Serwis, obsługa i problemy z układem klimatyzacji
Na oko wystarczy zdjac "spod" deski, czyli plastiki przyschowkowe, ale nie wiem na pewno, bo jednego nie zdejmowalem – ja potrzebowalem dostep tylko do instalacji elektrycznej audio/navi.
Zaufany warsztat: www.mazvagtech.pl
Z władzą nie polemizuję – i tak zawsze ma rację.
Mapy EU wschodnia i zachodnia 2010r do oryginalnej nawigacji Mazdy po liftingu
Najniższe notowane spalanie 5.2L, średnie 8L, maksymalne 12L.

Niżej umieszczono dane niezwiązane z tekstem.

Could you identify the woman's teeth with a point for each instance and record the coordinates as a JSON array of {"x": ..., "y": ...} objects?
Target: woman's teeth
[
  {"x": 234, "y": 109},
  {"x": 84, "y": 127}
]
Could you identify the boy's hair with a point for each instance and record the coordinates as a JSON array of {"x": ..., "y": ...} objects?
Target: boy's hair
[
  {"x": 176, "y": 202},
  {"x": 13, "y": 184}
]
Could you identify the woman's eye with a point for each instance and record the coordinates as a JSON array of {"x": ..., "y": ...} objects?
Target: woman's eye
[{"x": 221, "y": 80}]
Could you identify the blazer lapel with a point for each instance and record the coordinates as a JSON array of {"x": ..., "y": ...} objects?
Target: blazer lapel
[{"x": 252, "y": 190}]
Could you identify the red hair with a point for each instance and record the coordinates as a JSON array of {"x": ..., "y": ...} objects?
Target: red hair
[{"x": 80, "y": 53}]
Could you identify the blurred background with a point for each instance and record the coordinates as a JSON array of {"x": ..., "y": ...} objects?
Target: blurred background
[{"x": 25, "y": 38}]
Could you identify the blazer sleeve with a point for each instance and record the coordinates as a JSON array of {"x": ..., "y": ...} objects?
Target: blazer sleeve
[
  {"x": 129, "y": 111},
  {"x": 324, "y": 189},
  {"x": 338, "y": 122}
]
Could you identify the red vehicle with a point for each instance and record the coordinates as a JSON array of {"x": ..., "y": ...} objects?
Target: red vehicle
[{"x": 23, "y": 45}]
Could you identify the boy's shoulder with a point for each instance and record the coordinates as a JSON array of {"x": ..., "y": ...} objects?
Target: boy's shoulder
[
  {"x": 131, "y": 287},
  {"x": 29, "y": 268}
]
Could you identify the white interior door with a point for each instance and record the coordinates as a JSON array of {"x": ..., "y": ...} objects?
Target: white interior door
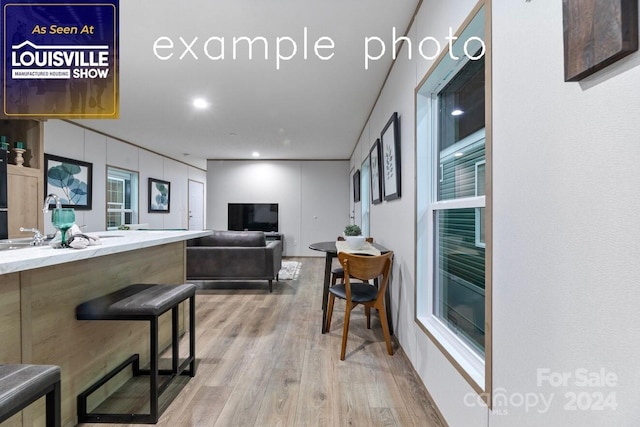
[{"x": 196, "y": 205}]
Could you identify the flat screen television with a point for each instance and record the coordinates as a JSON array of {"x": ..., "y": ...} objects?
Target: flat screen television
[{"x": 253, "y": 216}]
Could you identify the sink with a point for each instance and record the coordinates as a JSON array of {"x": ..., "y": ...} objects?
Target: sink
[{"x": 8, "y": 245}]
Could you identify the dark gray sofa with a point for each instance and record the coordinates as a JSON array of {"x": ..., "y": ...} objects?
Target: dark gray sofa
[{"x": 234, "y": 255}]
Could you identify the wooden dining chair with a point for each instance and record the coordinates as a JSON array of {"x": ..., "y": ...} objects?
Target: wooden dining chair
[
  {"x": 338, "y": 272},
  {"x": 357, "y": 269}
]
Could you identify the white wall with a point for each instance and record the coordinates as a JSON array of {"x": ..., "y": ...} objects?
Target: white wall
[
  {"x": 312, "y": 197},
  {"x": 566, "y": 230},
  {"x": 68, "y": 140},
  {"x": 565, "y": 225}
]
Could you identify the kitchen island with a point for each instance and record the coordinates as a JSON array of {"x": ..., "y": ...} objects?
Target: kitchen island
[{"x": 40, "y": 288}]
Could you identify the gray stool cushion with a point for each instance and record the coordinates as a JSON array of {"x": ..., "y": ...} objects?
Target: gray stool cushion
[
  {"x": 135, "y": 301},
  {"x": 21, "y": 385}
]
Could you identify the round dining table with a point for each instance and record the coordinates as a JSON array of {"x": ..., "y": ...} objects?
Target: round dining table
[{"x": 331, "y": 252}]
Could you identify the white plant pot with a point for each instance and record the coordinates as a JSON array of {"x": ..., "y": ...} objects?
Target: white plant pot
[{"x": 355, "y": 242}]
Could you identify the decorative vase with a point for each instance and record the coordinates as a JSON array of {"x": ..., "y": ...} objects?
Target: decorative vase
[
  {"x": 355, "y": 242},
  {"x": 19, "y": 159}
]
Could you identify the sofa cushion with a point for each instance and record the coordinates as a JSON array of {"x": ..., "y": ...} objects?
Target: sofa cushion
[{"x": 251, "y": 239}]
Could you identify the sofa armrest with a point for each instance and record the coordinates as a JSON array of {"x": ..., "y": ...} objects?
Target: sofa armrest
[{"x": 274, "y": 255}]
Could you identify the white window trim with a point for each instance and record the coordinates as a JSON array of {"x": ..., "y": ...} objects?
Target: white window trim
[{"x": 479, "y": 242}]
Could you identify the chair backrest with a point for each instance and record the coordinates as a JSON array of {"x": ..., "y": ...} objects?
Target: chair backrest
[{"x": 366, "y": 267}]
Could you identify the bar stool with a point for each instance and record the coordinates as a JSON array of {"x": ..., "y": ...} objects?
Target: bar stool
[{"x": 21, "y": 385}]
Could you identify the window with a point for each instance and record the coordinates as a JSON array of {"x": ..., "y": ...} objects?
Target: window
[
  {"x": 451, "y": 203},
  {"x": 122, "y": 197}
]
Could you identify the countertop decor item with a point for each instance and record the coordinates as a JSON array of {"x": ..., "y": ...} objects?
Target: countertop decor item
[
  {"x": 19, "y": 159},
  {"x": 353, "y": 236},
  {"x": 63, "y": 219}
]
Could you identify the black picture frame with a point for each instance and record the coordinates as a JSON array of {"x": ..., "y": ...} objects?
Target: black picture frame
[
  {"x": 71, "y": 180},
  {"x": 356, "y": 186},
  {"x": 597, "y": 34},
  {"x": 375, "y": 173},
  {"x": 390, "y": 155},
  {"x": 159, "y": 196}
]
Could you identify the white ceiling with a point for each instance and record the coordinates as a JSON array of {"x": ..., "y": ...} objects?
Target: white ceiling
[{"x": 308, "y": 109}]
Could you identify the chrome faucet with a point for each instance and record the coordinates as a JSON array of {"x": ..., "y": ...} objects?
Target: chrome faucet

Z władzą nie polemizuję – i tak zawsze ma rację.
Mapy EU wschodnia i zachodnia 2010r do oryginalnej nawigacji Mazdy po liftingu
Najniższe notowane spalanie 5.2L, średnie 8L, maksymalne 12L.
komanek napisał(a):bez sciagania calej deski
Nie da się.
Ponad miesiąc temu wymieniano mi parownik i tylko demontaż dechy umożliwia dostęp do niego.

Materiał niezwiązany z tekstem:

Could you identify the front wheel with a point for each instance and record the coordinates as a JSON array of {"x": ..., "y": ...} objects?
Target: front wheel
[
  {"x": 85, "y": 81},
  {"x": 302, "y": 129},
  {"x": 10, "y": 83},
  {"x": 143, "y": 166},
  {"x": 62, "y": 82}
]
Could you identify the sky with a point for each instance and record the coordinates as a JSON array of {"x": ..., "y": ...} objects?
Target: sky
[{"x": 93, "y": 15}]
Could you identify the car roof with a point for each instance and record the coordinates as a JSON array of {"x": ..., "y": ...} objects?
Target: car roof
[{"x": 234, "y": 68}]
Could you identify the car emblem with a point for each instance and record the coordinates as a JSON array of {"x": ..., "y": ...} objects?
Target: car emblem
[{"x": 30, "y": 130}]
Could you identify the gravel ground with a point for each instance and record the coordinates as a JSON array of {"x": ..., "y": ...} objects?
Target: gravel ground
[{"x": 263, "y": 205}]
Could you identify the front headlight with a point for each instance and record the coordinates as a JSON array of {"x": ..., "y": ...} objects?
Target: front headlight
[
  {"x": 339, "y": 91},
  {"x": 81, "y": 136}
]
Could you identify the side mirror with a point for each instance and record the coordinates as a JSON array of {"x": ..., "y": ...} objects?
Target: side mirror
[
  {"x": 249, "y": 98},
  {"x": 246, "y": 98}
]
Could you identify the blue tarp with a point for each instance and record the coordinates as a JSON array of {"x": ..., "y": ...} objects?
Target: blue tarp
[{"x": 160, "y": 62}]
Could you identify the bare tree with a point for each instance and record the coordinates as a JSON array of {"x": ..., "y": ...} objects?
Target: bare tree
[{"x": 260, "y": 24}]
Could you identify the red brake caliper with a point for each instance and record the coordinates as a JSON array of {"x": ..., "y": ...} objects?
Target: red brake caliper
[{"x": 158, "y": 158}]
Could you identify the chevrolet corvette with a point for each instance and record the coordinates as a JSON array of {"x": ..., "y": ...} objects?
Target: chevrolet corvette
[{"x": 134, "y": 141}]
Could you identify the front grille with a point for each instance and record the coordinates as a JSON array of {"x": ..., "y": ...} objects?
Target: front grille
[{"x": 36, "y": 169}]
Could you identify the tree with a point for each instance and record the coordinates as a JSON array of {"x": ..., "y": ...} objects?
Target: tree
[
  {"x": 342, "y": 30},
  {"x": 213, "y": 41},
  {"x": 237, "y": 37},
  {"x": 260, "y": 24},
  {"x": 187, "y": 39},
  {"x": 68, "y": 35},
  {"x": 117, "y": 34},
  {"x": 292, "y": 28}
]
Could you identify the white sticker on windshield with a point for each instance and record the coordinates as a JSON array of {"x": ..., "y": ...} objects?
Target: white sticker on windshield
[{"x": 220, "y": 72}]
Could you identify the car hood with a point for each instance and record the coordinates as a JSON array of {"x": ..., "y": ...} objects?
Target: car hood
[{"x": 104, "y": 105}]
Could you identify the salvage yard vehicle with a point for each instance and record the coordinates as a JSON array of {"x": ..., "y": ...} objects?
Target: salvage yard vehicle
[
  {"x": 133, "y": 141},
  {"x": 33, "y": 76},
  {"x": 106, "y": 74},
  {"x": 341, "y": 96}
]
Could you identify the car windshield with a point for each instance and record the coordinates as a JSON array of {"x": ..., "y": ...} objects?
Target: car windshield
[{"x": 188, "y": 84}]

Ale kolego to pikuś, przy kosztach jakie Cię czekają
![krzywy :]](./images/smilies/krzywy.gif)
Jeżeli chcesz zakładać "używkę", to ryzykujesz ponowne rozszczelnienie go za jakiś czas i ponowną wymianę (o ile znajdziesz od europejczyka, a do tego musi być konkretnie do benzyny lub klekota – nie wiem co masz, bo nie napisałeś).
Co do nówki, to jest tylko oryginał, bo zamienników nie produkują (bynajmniej nie do klekota) a koszt w ASO to minimum 2750 zł (ASO Matsuoka w Łodzi), do tego dolicz wyjęcie deski, nabicie klimy i wymianę filtra kabinowego, bo wypada to zrobić – w sumie coś blisko 4000 zł (ja zmieściłem sie w 3800)

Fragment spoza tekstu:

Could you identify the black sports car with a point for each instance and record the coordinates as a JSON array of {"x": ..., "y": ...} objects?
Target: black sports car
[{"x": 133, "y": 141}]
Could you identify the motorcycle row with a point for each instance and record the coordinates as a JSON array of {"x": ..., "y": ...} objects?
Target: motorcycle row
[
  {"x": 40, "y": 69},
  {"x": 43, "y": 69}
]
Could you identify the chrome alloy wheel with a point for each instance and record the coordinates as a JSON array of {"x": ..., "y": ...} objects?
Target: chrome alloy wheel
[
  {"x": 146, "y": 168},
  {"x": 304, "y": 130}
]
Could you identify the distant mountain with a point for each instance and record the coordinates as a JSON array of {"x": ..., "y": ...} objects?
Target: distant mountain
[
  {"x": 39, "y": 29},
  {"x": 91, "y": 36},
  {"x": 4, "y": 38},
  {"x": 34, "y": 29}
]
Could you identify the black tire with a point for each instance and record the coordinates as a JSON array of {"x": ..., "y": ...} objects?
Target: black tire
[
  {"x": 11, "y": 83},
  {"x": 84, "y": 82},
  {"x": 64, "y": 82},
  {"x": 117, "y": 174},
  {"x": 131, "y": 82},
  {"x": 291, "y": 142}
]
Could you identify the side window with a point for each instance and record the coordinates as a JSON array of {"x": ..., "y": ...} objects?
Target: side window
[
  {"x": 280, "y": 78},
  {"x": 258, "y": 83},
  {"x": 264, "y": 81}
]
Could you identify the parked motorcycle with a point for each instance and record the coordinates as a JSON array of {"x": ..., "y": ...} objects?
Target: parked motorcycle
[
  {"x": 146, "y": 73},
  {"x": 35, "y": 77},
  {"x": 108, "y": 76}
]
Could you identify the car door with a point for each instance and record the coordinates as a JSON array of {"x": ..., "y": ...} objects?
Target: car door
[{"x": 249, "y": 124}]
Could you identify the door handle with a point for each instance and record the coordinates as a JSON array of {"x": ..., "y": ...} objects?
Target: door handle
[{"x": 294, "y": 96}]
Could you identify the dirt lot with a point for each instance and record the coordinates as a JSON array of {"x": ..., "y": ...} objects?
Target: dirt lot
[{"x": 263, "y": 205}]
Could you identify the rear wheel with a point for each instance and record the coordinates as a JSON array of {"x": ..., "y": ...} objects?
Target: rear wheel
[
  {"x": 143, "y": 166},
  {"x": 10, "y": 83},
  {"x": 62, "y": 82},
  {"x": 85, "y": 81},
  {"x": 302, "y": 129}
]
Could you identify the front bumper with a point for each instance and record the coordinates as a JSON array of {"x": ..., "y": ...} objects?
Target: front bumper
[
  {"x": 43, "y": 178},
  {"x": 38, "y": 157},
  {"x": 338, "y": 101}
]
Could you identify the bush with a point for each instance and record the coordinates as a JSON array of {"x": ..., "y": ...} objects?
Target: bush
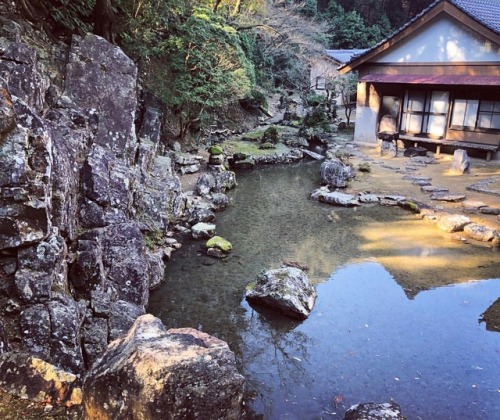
[
  {"x": 254, "y": 100},
  {"x": 271, "y": 135},
  {"x": 314, "y": 99},
  {"x": 215, "y": 150}
]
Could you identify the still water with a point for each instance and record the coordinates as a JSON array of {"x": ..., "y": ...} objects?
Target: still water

To jak na razie mój jedyny "nieplanowany" wydatek związany z czarną suką, ale trochę bolesny.
Tak czy inaczej nie ma co oszczędzać, bo to nie klocki albo filtry, które wymienia się "moment" – głęboko do główki włożyłem sobie powiedzenie , że chytry dwa razy traci, a jeżeli chodzi o Mazdę, samochód specjalnej troski, to podobno nawet dwa razy jest mało
Czy wpuszczali Ci kontrast do klimy by znaleźć nieszczelność ?
Bo jeżeli nie, to wszystko ściema i naciąganie (z tym parownikiem). Z tego co wiem to jedyny i najpewniejszy sposób na lokalizację nieszczelności to wpuszczenie kontrastu do układu.
Bo jeżeli nie, to wszystko ściema i naciąganie (z tym parownikiem). Z tego co wiem to jedyny i najpewniejszy sposób na lokalizację nieszczelności to wpuszczenie kontrastu do układu.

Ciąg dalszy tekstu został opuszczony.